Ketika Pendidikan jadi Bisnis, Masa Depan Generasi jadi Krisis



Oleh : Larik Aksara



Di era persaingan global yang semakin ketat, pendidikan menjadi salah satu tolak ukur utama
dalam membangun peradaban yang maju. Melalui sistem pendidikan yang berkualitas, lahirlah
generasi yang cerdas, kreatif, dan berakhlak mulia.

Namun, realitas yang terjadi justru
menunjukkan ketimpangan. Salah satu contohnya adalah kebijakan pemangkasan tunjangan
dosen yang berpotensi merugikan dunia pendidikan.
Pemangkasan tunjangan bagi tenaga pendidik, khususnya dosen, bukan sekadar pengurangan
pendapatan, tetapi juga berdampak langsung pada kualitas pendidikan. Bagaimana mungkin
seorang dosen dapat fokus mendidik dan mengembangkan ilmu pengetahuan jika mereka
masih harus berjuang memenuhi kebutuhan hidup? Tekanan finansial ini bisa mendorong
praktik-praktik yang tidak etis, seperti gratifikasi dalam pendidikan, yang akhirnya mengubah
institusi akademik menjadi ajang bisnis.
Lebih buruk lagi, muncul kabar bahwa pemerintah juga berencana mengurangi alokasi dana
pendidikan. Jika hal ini benar terjadi, dampaknya akan semakin memperburuk kondisi
pendidikan di Indonesia. Kurangnya anggaran bisa berimbas pada fasilitas yang tidak memadai,
kualitas pengajaran yang menurun, hingga akses pendidikan yang semakin terbatas bagi
kalangan kurang mampu.
Tak hanya soal anggaran, sistem pendidikan kita pun semakin menyimpang dari esensinya.
Alih-alih mencetak generasi unggul, banyak anak sekolah justru mengalami penurunan kualitas
dalam aspek akademik maupun karakter. Mirisnya, masih ada siswa SMP yang belum bisa
membaca dengan lancar.

Pendidikan formal seolah hanya menjadi formalitas, sekadar
memenuhi syarat untuk mencari pekerjaan, tanpa benar-benar membekali individu dengan
keterampilan dan kecerdasan yang dibutuhkan di dunia kerja.
Tanpa kompetensi dan kecerdasan yang mumpuni, ijazah saja tidak cukup untuk bersaing di
dunia profesional. Inilah salah satu alasan mengapa tingkat pengangguran terus meningkat di
negeri ini.

Dalam Islam, pendidikan memiliki tempat yang sangat tinggi. Sejarah mencatat bahwa sistem
pendidikan Islam telah melahirkan banyak ilmuwan hebat di berbagai bidang, terutama pada
masa kejayaan Islam di era kekhalifahan.
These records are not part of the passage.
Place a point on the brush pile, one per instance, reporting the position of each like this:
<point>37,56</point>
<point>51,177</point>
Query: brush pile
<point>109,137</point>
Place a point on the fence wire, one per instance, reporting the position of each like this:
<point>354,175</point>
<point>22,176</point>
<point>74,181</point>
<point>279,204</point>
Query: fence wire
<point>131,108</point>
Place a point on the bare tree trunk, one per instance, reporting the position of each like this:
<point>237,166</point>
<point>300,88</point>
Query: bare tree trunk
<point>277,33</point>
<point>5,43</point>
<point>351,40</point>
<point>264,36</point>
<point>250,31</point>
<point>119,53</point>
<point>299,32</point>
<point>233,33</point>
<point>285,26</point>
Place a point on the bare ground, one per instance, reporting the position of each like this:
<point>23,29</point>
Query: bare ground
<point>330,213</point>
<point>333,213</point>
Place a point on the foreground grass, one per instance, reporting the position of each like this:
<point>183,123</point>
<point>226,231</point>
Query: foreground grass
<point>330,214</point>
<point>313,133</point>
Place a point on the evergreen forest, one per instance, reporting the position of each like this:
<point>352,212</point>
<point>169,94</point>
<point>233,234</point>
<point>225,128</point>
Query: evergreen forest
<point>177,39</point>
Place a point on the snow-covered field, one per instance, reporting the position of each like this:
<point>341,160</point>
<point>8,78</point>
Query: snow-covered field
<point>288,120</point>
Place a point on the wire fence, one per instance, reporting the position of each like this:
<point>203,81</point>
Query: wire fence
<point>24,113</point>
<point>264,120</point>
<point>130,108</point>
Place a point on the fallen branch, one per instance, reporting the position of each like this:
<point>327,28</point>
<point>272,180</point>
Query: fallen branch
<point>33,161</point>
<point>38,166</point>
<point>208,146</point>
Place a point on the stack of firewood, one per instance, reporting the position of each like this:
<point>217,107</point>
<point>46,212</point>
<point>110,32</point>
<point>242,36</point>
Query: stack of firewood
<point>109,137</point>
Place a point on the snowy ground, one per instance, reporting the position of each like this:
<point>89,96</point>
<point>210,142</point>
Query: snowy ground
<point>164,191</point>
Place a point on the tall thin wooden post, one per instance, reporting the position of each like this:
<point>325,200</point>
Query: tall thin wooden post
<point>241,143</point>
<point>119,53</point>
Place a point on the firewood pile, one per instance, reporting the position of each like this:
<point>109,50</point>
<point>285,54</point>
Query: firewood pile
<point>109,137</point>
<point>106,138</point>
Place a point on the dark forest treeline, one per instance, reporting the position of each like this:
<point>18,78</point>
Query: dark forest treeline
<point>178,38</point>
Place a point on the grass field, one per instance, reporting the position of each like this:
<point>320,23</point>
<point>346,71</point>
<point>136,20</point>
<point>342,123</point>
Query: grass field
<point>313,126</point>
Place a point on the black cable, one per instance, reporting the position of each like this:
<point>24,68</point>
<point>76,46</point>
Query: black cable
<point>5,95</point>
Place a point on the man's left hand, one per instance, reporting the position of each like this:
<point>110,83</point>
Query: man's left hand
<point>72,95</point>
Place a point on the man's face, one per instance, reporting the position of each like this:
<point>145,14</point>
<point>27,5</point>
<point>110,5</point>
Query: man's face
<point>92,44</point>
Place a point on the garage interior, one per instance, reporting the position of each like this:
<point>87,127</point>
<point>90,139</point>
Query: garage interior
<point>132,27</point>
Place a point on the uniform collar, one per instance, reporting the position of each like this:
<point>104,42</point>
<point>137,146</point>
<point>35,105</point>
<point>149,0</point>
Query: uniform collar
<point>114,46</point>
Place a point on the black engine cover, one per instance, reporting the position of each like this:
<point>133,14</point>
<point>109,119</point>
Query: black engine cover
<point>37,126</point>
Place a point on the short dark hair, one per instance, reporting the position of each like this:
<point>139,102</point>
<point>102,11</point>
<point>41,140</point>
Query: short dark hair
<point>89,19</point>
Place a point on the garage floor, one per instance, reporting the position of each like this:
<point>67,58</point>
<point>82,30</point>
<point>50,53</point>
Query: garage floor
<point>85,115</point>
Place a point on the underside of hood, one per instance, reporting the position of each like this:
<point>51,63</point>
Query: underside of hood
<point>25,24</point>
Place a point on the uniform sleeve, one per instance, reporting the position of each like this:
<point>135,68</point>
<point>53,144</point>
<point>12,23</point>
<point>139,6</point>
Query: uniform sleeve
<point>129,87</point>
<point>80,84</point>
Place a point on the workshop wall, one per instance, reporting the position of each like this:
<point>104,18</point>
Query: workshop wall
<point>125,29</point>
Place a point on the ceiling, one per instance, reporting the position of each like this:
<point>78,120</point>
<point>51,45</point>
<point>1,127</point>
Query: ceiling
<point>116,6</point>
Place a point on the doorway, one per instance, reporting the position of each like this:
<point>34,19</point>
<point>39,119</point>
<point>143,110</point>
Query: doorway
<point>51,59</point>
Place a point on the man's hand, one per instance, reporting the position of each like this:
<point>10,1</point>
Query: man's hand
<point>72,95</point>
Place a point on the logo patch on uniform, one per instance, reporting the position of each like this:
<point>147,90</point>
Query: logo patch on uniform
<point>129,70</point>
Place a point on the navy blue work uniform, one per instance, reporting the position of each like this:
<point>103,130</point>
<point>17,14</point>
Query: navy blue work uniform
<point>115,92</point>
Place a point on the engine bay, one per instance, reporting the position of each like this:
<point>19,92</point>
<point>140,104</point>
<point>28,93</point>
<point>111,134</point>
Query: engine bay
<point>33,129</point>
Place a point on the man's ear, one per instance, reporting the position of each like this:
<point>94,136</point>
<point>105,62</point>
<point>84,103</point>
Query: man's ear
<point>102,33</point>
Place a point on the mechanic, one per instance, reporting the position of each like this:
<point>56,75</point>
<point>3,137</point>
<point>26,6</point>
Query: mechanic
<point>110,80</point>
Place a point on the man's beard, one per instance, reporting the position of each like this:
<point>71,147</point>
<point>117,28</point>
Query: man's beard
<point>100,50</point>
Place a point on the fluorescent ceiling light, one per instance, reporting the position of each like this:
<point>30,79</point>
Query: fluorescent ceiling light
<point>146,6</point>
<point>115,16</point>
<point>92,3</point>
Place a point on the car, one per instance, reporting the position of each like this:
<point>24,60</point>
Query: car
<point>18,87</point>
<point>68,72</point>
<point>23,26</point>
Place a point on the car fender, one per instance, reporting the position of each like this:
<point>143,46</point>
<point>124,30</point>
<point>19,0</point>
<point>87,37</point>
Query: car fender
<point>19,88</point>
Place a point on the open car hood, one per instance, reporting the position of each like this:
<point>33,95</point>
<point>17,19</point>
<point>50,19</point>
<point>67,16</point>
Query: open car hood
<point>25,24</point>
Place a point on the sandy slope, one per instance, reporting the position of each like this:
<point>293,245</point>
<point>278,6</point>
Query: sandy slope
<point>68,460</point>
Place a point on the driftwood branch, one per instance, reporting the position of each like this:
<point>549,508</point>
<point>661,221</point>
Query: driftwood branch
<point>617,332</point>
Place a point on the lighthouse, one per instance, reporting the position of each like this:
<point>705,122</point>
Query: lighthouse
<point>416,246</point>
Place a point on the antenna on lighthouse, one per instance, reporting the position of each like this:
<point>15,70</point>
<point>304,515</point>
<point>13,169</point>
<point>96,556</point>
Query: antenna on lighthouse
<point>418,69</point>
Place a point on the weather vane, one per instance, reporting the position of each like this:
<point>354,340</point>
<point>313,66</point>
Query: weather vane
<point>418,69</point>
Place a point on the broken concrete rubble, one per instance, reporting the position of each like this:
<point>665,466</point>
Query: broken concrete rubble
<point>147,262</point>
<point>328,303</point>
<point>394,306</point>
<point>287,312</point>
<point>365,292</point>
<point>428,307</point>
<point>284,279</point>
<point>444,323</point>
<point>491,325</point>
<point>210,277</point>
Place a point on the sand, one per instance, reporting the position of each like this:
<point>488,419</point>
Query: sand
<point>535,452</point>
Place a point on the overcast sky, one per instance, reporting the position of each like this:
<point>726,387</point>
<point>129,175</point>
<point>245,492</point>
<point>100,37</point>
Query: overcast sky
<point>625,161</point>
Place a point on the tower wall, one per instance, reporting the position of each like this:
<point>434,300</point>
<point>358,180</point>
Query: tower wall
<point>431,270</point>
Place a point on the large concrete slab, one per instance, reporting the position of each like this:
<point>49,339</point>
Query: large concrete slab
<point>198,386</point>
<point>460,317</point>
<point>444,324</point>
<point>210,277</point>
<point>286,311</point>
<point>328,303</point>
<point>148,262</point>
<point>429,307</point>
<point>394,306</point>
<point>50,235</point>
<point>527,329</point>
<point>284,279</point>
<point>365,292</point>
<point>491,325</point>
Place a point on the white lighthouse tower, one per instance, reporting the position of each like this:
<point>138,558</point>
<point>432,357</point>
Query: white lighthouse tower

Ilmu pengetahuan berkembang pesat, dan para guru
mendapatkan penghargaan serta kehidupan yang layak agar mereka dapat sepenuhnya fokus
dalam mendidik generasi penerus.
Pada masa Rasulullah, profesi guru adalah profesi yang sangat dihormati dan bahkan
mendapatkan gaji besar. Hal ini menunjukkan bahwa pendidikan yang dikelola dengan baik,
didukung oleh kesejahteraan tenaga pendidiknya, mampu menciptakan generasi yang unggul
secara intelektual dan spiritual.
Jika kita ingin membangun bangsa yang kuat, maka pendidikan harus kembali dijadikan
prioritas utama. Tenaga pendidik harus dihargai, sistem pendidikan harus diperbaiki, dan
nilai-nilai luhur harus kembali ditanamkan. Dengan mengambil inspirasi dari sistem pendidikan. Islam yang telah terbukti sukses di masa lalu, kita bisa menciptakan generasi yang tidak hanya
cerdas secara akademik, tetapi juga memiliki moral dan karakter yang kuat.